Sobre a Quebra da Criptografia da GSM e Porque Devemos Nos Preocupar
Há uma linha tênue entre a paranóia e a total disconexão com a realidade. E eu sou míope.
Essa semana um pesquisador independente soltou o Kraken, programa para decriptar conversas na rede GSM, além de rainbow tables para fazê-lo em tempo hábil.
Quebrar a criptografia da GSM (chamada A5/1) não é tão novidade assim; há cerca de 10 anos papers são publicados sobre isso.
O problema agora é a facilidade de acesso aos meios de decriptar. Enquanto antes a quebra deveria ser feita offline (primeiro captura a conversa, depois decripta), agora ela pode ser feita com um delay mínimo, na casa dos poucos segundos e em equipamentos disponíveis para qualquer um.
Agora, eu não acredito que isso se torne tão popular como os ataques a wifi se tornaram. Não é todo mundo que tem seus 1400 dólares pra dar numa USRP, além de outro tanto para investir num computador capaz de rodar o Kraken, que precisa de um quad-core com 3GB de RAM no mínimo.
USRP, para quem nunca ouviu falar, significa Universal Software Radio Peripheral, e pode ser utilizado para um número de fins legítimos. É um dos meus sonhos de consumo, por sinal.
O projeto OpenBTS, por exemplo, utiliza USRPs junto do Asterisk para criar uma rede GSM local. A legalidade de fazê-lo no Brasil é uma incógnita pra mim.
O problema reside neste monte de governozinhos ditatoriais (inclusive aqueles que pretendem ser no futuro) que tem dinheiro pra isso. Não sei quanto a vocês, mas eu não confio no governo.
“Quem não deve, não teme”, você me diz, com toda a sabedoria de quem repete um bordão de sua avó. Pois é, mas devendo, temendo ou não, eu simplesmente não quero ter minhas conversas ouvidas. Ninguém mais tem que saber que liguei para minha mãe e pedi bolacha Trakinas além de mim e ela.
Este pensamento leva a um conformismo abre margem para mais e mais invasões de privacidade e mais controle sobre nós. Não estou aqui advogando a anarquia e a paranóia, mas sem uma boa dose de rebelião e um pé atrás nós não sairemos do lugar, ou, pior ainda, regrediremos.
Há um bom motivo para ser necessário autorização para grampear telefones e quebrar sigilos bancários: controlar o abuso do poder. Claro que já existia meios de se grampear telefones e fazer escutas na GSM há alguns anos, mas pelo menos era mais difícil. Com a facilidade de se fazer isto no fundo do quintal temos também a facilidade em fazê-lo ilegalmente.
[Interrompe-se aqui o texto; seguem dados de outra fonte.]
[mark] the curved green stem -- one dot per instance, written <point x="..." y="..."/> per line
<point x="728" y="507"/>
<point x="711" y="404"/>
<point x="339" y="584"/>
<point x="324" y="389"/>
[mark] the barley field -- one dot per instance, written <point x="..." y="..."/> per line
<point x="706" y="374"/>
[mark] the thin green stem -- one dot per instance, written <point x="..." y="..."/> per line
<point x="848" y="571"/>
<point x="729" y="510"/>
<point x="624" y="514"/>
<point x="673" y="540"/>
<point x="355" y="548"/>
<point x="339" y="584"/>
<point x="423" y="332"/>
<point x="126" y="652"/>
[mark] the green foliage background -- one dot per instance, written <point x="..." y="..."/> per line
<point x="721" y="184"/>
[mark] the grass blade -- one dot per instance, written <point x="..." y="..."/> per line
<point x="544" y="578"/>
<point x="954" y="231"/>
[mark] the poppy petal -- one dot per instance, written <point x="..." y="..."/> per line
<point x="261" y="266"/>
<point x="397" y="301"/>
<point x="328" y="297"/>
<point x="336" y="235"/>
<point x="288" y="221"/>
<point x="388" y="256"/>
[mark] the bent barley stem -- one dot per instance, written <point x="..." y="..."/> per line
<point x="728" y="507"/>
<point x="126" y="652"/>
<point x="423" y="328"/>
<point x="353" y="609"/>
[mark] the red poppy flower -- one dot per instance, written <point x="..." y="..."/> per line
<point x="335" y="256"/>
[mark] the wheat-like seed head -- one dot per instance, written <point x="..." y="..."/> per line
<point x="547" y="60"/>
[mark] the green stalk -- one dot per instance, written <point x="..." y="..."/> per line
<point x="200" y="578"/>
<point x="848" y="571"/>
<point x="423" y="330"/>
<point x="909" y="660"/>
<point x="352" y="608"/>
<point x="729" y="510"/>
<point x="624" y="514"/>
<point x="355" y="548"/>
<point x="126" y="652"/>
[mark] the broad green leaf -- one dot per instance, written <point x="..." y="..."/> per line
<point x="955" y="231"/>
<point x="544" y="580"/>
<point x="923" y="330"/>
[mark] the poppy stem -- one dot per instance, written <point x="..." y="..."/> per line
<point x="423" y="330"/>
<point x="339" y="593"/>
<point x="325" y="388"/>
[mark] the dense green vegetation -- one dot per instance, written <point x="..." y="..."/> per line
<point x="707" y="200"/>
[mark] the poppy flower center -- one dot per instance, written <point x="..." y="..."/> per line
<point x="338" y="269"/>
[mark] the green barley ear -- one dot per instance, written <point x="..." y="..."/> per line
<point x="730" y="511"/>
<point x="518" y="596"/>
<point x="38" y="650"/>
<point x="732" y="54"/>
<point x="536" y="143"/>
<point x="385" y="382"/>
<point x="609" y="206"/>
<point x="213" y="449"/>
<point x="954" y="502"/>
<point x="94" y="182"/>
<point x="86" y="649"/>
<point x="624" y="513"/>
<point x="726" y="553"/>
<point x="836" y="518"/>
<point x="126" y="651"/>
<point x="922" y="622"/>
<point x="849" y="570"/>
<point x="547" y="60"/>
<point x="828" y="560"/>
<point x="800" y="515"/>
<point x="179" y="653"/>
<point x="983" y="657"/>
E mesmo que nosso governo fosse totalmente confiável e vivamos num mundo utópico onde ninguém seria caçado por motivos puramente políticos, ainda temos que nos preocupar com o crime organizado, com a quadrilha planejando seqüestrar o gerente do banco e tendo agora mais uma ferramenta à disposição.
Infelizmente ficaremos nesta situação por um bom tempo, já que é inviável trocar o algoritmo de criptografia de todas as redes GSM do mundo. Seriam 4.3 milhões de aparelhos que parariam de funcionar. Uma implementação nova seria lenta e cara, e sem pressão dos consumidores as empresas de telecom não farão nada.
Mesmo com pressão, aliás, porque há países onde se implementa o A5/2, um algoritmo deliberadamente mais fraco, ou ainda nem há criptografia alguma. Tudo isso por leis locais e pressão de governos para facilitar a vida deles aos espionar os cidadãos. Um algoritmo mais forte nos próximos anos é tão provável quanto o Papai Noel comer Coelho da Páscoa Assado para comemorar um Sabbath.